MOJ MOJCE

Civil Engineering
Editorial
Volume 1 Issue 2 - 2016
Biomass Concrete: Challenges and Future
Ahmed Ibrahim*
Department of Civil Engineering, University of Idaho, USA
Received: November 17, 2016 | Published: November 18, 2016
*Corresponding author: Ahmed Ibrahim, Department of Civil Engineering, University of Idaho, 875 Perimeter Dr. MS1022, ID, 83844, USA, Email:
Citation: Ibrahim A (2016) Biomass Concrete: Challenges and Future. MOJ Civil Eng 1(2): 00011. DOI: 10.15406/mojce.2016.01.00011

Editorial

Biomass is currently considered as an emerging technology. The application of Biomass in concrete is still prohibited from many agencies such as the American Society of Testing Materials (ASTM) and the American Concrete Institute (ACI), however it was reported that some preliminary results are promising and it is feasible to use biomass in conventional concrete. Wood is considered a biomass source, burned as fuel to generate electricity or to produce heat. Very limited and almost no extensive research has been conducted on the implementation of biomass in concrete. The implementation of biomass in concrete will indirectly advance the renewable energy production and the economic development by decreasing CO2 emission from cement industry and saving energy as well.
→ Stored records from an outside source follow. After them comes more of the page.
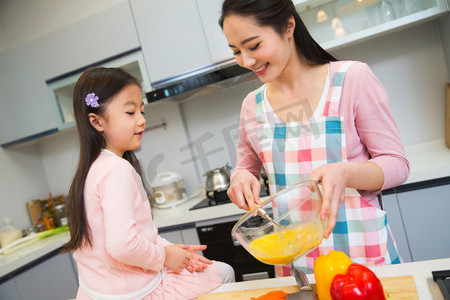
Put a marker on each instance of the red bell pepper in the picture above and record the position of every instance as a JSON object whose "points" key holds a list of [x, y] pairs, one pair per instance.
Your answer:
{"points": [[358, 283]]}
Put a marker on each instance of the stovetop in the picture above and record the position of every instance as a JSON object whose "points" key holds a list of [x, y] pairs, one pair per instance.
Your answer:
{"points": [[221, 198]]}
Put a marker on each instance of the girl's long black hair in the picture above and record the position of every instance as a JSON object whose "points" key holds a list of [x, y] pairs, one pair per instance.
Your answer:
{"points": [[105, 83], [276, 13]]}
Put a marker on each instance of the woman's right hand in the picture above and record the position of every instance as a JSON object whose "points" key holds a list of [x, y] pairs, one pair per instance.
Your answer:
{"points": [[244, 190], [177, 258]]}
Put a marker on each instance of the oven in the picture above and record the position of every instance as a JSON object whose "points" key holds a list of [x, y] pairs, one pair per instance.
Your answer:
{"points": [[223, 247]]}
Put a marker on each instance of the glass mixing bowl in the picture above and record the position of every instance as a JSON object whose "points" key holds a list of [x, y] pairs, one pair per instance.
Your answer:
{"points": [[285, 226]]}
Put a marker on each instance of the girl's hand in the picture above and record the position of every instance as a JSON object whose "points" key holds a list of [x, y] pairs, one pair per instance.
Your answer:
{"points": [[244, 190], [177, 258], [198, 263], [333, 178]]}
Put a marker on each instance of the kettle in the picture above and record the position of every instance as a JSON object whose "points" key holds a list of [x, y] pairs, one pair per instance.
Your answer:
{"points": [[217, 180]]}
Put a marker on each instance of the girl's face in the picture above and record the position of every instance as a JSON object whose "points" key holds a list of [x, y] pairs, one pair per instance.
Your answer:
{"points": [[123, 122], [259, 48]]}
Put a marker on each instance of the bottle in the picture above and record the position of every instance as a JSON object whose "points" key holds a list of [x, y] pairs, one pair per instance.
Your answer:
{"points": [[387, 12], [60, 212], [47, 217], [9, 233]]}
Biomass is defined as an organic matter resulting from living, or recently living plants or plant- based materials and is considered a renewable source of energy and are specifically called lingo cellulosic biomass. In 2009, the American coal ash association estimated that nearly 40% of the 63 million tons of coal fly ash generated in the U.S.A were beneficially used. The emerging energy-based substitution material is derived from the combustion of biomass and the co- combustion of the biomass with coal which is called Biomass and co-fired fly ash, respectively. However, the current American Society for Testing Materials (ASTM) and the American Concrete Institute (ACI) standards prevent non-coal derived fly ash from use in concrete because the engineering properties of the non-coal driven materials are not well understood. Very few studies have addressed the use of biomass in concrete and very limited results have been published and reported on the effect of using biomass ash as a supplementary cementitious material (SCM) in conventional concrete. Christopher et al. [1], reported the effect of binary blend of biomass and the co-fired ash combined with cement on the early-age hydration kinetics, workability, setting time, strength, permeability, and sulfate resistance. Wang et al. [2,3] showed that the co-fired and biomass concrete have very comparable strength to the conventional cement mixtures.

References

  1. Christopher RS, Kimberly EK (2015) Use of Biomass and Co-Fired Fly Ash in Concrete. ACI Materials Journal 112(2): 209-218.
  2. Wang S, Baxter L (2007) Comprehensive study of biomass fly ash in concrete: Strength, microscopy, kinetics and durability. Fuel Processing Technology 88(11-12): 1165-1170.
  3. Wang S, Miller A, Baxter, Llamazos E, Fonseca F, et al. (2008) Biomass fly ash in concrete: Mixture proportioning and mechanical properties. Fuel 87(3): 365-371.